A new law in Texas that aims to outlaw sanctuary cities has made headlines for being one of the toughest pieces of legislation against illegal immigration in the nation.
However, laws targeting undocumented immigrants have been introduced in more than 30 cities since the Trump administration took over.
A report in New American revealed at least 33 states adopted tougher immigration laws since Donald Trump’s inauguration.
The legislation reflects the Trump administration’s uncompromising stance on immigration which is stricter than that of his predecessor Barack Obama.

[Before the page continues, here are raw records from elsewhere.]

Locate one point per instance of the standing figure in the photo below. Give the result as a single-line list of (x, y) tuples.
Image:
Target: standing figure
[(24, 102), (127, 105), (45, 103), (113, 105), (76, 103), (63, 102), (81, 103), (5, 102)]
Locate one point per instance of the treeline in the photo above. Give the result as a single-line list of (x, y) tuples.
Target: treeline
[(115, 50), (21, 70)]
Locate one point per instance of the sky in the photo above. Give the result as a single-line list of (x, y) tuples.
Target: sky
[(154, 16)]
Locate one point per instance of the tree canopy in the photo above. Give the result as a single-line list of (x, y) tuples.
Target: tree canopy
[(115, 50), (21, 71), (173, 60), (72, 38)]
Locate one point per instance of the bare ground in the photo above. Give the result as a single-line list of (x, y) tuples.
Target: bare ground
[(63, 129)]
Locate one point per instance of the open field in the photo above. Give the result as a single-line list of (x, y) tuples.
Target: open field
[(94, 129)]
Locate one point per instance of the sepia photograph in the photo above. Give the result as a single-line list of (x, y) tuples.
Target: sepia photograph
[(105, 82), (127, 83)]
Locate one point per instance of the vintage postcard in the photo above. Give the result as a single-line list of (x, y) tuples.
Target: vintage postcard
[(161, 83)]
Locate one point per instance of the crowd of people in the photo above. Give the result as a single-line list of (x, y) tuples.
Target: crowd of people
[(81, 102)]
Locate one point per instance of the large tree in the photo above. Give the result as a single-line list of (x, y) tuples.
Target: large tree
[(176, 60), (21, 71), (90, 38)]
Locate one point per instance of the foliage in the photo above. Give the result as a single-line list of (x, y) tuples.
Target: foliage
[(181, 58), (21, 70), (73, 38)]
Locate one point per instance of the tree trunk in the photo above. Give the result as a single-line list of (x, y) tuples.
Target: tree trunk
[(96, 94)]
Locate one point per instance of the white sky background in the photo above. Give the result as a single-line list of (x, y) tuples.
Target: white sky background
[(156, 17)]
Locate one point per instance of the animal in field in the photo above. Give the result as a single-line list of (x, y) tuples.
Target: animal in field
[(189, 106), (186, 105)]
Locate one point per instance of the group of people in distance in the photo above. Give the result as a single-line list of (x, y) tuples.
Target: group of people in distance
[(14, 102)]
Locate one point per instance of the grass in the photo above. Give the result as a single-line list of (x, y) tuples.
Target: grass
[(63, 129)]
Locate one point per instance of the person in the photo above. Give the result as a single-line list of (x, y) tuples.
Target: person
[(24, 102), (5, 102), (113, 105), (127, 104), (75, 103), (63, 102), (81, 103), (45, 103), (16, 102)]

New American reported on how many U.S. states are keen to join the battle by passing laws requiring their cities and towns to cooperate with federal Immigration and Customs Enforcement (ICE) officials. Policies in which cities and towns defy federal immigration authorities are consistent with sanctuary cities.

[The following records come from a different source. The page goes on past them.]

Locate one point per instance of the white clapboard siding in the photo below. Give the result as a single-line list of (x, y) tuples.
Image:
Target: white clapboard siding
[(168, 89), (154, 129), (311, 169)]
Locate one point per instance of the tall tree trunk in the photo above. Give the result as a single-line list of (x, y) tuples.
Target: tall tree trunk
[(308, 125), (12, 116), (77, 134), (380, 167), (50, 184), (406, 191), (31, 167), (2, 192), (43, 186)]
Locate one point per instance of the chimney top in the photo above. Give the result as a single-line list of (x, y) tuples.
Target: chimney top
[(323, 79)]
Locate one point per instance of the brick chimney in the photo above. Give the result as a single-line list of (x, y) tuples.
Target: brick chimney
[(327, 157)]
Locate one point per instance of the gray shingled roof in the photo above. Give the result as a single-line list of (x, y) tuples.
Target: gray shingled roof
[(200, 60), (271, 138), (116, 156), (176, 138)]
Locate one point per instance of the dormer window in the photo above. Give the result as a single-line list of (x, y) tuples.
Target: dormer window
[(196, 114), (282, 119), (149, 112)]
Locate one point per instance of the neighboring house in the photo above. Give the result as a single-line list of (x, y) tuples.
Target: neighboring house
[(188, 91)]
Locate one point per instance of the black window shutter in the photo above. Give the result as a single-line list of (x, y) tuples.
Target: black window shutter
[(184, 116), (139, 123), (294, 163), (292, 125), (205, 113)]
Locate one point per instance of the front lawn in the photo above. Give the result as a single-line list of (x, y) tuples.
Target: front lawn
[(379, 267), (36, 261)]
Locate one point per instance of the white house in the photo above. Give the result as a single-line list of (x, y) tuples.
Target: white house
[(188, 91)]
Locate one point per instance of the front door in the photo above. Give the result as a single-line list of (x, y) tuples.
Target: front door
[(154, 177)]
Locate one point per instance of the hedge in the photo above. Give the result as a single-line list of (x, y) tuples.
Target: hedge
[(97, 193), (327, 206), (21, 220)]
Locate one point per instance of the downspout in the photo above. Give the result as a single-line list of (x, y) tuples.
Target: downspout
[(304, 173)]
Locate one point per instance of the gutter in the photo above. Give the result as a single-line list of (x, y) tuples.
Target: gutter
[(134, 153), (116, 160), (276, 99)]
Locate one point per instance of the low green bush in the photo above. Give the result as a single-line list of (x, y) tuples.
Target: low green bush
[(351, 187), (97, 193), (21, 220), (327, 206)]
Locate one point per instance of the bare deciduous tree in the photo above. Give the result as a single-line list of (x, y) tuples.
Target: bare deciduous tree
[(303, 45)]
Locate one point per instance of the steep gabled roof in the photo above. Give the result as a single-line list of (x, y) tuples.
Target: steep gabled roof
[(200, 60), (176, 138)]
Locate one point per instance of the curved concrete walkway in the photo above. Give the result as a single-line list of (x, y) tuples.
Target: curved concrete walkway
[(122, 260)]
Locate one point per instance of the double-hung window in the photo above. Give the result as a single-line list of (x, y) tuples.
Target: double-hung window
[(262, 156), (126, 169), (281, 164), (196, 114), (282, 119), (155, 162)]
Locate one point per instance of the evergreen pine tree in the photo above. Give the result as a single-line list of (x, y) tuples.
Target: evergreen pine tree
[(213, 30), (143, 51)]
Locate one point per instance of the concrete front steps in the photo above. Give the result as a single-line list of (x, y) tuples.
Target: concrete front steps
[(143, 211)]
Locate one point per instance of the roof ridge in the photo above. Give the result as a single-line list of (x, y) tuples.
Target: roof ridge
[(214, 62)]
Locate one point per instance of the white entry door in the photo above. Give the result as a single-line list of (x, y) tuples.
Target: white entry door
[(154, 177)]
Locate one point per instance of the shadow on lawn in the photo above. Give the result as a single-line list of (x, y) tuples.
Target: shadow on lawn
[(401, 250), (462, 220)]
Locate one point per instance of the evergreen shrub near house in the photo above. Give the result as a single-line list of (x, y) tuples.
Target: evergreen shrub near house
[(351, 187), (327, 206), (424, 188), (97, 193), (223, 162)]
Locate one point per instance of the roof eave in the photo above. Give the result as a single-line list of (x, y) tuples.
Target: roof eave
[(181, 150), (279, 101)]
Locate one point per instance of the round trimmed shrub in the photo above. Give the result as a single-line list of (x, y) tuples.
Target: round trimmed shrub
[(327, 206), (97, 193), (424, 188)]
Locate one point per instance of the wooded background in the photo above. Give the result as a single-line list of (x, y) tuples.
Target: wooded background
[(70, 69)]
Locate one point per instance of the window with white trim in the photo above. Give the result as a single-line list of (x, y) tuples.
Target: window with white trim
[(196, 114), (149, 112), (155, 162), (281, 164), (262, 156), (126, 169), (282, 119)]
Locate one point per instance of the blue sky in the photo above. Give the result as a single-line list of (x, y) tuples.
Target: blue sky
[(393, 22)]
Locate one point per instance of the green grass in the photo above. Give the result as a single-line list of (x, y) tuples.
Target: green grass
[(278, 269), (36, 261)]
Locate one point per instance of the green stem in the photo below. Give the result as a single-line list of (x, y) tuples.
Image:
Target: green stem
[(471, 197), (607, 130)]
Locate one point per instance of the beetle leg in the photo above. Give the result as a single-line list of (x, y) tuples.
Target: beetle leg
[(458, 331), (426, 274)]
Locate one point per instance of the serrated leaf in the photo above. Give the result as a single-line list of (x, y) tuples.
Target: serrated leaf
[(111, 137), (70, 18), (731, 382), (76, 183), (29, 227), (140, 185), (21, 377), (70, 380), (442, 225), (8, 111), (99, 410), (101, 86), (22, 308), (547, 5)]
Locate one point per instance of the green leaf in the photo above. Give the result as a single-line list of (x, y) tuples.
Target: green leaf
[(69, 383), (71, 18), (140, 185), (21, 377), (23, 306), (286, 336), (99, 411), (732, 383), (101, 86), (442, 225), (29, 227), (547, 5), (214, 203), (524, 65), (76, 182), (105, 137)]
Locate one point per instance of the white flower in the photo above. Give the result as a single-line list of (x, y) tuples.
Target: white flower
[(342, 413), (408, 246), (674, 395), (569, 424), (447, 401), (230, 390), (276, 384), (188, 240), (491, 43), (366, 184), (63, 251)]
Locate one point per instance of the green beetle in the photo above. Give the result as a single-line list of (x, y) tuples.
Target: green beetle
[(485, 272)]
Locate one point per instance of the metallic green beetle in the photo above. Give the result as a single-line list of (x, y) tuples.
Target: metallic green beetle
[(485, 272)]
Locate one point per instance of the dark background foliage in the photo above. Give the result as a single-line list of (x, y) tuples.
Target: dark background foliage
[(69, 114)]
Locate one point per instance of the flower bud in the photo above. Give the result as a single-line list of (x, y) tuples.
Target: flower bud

In a report in May, the Migration Policy Institute noted Texas is leading the way with laws intended to target illegal immigration. The bill signed by Texas Governor Greg Abbott is slated to come into effect on Sept. 1, although it is facing legal challenges.
Jurisdictions that fail to comply with ICE detainer requests face fines and law enforcement officials face being charged with crimes under the new law.
The Migration Policy Institute article noted America appears to be returning to a similar climate to a decade ago when states enacted a raft of anti-immigration laws.
That movement petered out when the U.S. Supreme Court struck down major planks of Arizona’s controversial Senate Bill (SB) 1070 law. Echoes of the Arizona law, which fostered a number of copycat laws in the Southeast, can be found in the Texas law, SB 4, say critics.
However, the court upheld the contentious part of the anti-immigrant law in Arizona, requiring police to determine the immigration status of an arrestee of someone who is detained when there is “reasonable suspicion” they are not in the U.S. legally, reported the American Civil Liberties Union.
The Texas law also allows police to inquire into the immigration status of noncitizens who are arrested or detained, as well as that of victims or witnesses to crimes in the state.
Three lawsuit were filled shortly after the Texas bill was signed. The legal parallels with SB 1070 mean the result and fallout of the law in Arizona will be carefully examined in the Texas case, reported the Migration Policy Institute.